Con el paso del tiempo he observado algo que se repite una y otra vez en las conversaciones con diferentes personas. Amigos, compañeros de trabajo, conocidos e incluso personas que acaban de llegar a mi vida comparten una necesidad común: la necesidad de sentirse escuchados.
Vivimos en un mundo que avanza deprisa. Mientras alguien habla, muchas veces ya estamos pensando en qué responder. Interrumpimos, aconsejamos, cuestionamos o intentamos encontrar soluciones antes de comprender realmente lo que la otra persona quiere expresar.
Poco a poco hemos ido perdiendo algo muy valioso: la capacidad de escuchar de verdad.
La escucha activa no consiste únicamente en oír palabras. Consiste en prestar atención, en estar presentes y en permitir que la otra persona se exprese sin sentirse juzgada. Escuchar es dejar espacio. Es acompañar sin interrumpir.
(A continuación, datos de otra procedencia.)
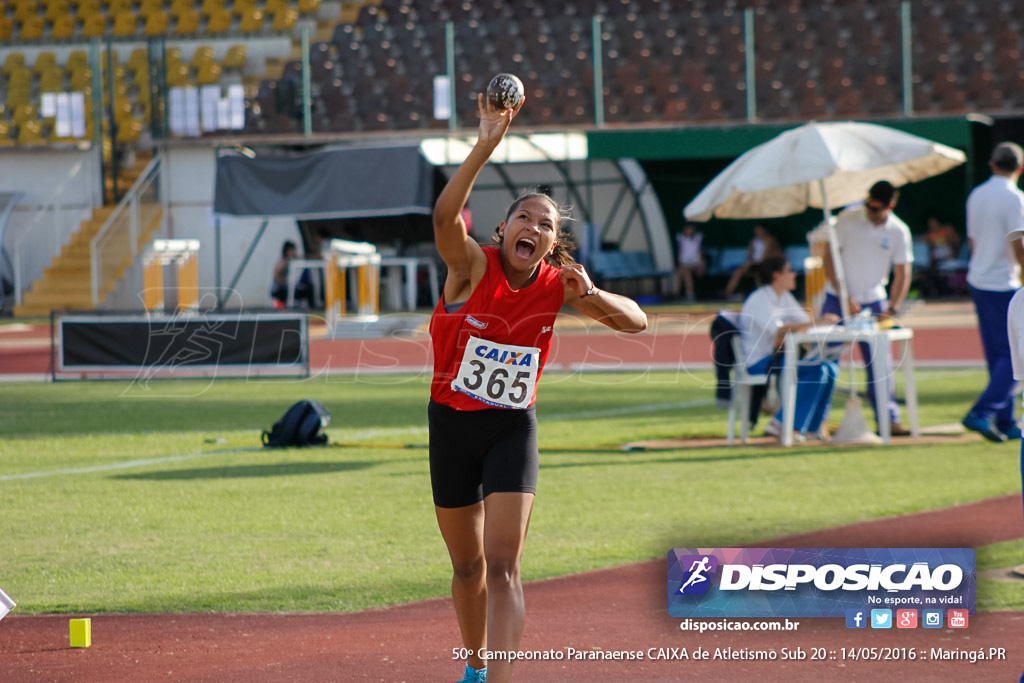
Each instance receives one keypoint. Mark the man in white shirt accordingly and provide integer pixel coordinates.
(994, 209)
(872, 241)
(1015, 334)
Es comprender sin necesidad de responder inmediatamente.
Cuando escuchamos de esta manera ocurre algo extraordinario: empezamos a conectar con las personas más allá de la historia que están contando.
Porque muchas veces el problema no es el problema.
Detrás de una situación difícil puede esconderse la sensación de no sentirse comprendido. Detrás de una queja puede haber tristeza. Detrás de un enfado puede existir miedo. Detrás de una historia repetida puede encontrarse alguien que simplemente necesita ser escuchado.
Cuando prestamos atención con respeto y sin juicios, podemos descubrir esa parte más vulnerable que a menudo permanece oculta.
Y es precisamente ahí donde nace la verdadera conexión humana.
Sentirse escuchado aporta calma. Permite ordenar pensamientos, comprender emociones y sentirse acompañado., Nos recuerda que no estamos solos y que nuestra voz tiene valor.
Quizá no siempre podamos cambiar aquello que preocupa a una persona.
Pero escucharla de verdad puede marcar una diferencia más profunda de lo que imaginamos.
Porque todos, en algún momento de nuestra vida, necesitamos encontrar un espacio donde poder hablar y sentir que alguien nos escucha.
«Quizá hoy alguien a tu alrededor no necesite un consejo, una solución o una respuesta. Quizá solo necesite que le dediques unos minutos de tu atención. Escuchar es uno de los actos más sencillos y, al mismo tiempo, más valiosos que podemos ofrecer»
Todos merecemos un lugar donde sentirnos escuchados.